Objective slander of The King died last June, legend has it at the very moment that he pinned Andre Iguodala’s weak-sauce layup attempt against the backboard in a cold-blooded and vulgar display of power. But while coming back from a 3-1 deficit against a 73-win team in the NBA Finals to deliver the city of Cleveland its first championship in a hot jubilee guaranteed James basketball immortality until the end of days, the job is far from complete.

Having liberated Ohio from that longstanding sports purgatory, James is now free to set his sights on the “greatest of all-time” throne. And with his three NBA titles representing only half of the total won by that ghost in Chicago, the four-time MVP should have all the motivation he needs.

Contextual evidence does suggest it will be much more of an uphill climb this time around — Cleveland’s 51 wins were the fewest by a James-led team since 2007-08 (excluding the lockout-shortened 2011-12 season), and a champion with a bottom-10 defense like the Cavs had this year would be utterly unprecedented. So all this talk about flipping LeSwitch come playoff time and activating Zero Dark Thirty mode?
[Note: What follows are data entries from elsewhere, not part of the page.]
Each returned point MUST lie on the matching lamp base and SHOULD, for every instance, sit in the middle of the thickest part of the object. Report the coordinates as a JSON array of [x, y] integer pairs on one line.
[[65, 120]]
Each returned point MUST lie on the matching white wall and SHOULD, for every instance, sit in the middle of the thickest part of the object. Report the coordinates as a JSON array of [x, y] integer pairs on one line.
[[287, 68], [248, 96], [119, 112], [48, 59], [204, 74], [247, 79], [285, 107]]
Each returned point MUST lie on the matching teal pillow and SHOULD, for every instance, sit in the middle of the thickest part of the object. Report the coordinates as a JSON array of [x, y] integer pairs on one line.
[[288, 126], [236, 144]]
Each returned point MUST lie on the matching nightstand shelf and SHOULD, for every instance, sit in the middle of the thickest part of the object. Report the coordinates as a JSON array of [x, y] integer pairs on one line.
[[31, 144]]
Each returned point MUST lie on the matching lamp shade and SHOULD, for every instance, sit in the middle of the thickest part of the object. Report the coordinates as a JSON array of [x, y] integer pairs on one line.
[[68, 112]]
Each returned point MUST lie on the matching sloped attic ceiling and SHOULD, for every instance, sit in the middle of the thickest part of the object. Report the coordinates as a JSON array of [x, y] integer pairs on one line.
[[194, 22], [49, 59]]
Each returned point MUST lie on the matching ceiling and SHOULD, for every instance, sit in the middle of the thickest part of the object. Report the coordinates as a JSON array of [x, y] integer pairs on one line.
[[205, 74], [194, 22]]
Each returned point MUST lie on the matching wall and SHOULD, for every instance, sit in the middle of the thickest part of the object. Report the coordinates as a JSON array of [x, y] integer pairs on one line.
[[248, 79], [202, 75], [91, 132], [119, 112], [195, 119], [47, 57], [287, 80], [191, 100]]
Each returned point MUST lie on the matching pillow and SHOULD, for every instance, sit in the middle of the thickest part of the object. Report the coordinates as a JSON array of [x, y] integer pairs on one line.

Show me, don’t tweet me, King James.

1. Kevin Durant, Golden State Warriors

The Durantula knew from the very start when he took the #HardestRoad to live out his next chapter in the Silicon Valley that it would be championship or bust. To his credit, the 60 or so regular season games we got from him this year seemed to reflect that — 25-8-5 with career-highs in efficiency and borderline-elite rim protection as his leveled-up Warriors proved every bit as toxic as we had originally surmised. Then, a large Georgian man named Zaza flattened Durant’s knee and knocked him out of action for over a month, causing us to forget just how preposterous this team could be at full capacity.

But the calendar has turned to April, and the title push has begun on the strength of a once-more-healthy Durant, who thirsts for the violent death of all your petty cupcake jokes.

This has unequivocally become Golden State’s championship to lose, and not even the Based God Curse can threaten their livelihood. Win and become untouchable; lose and get dunked on by Crying Jordan.

Class is now in session, Mr. Durant, and that target on your back isn’t going away until you get those 16 victories.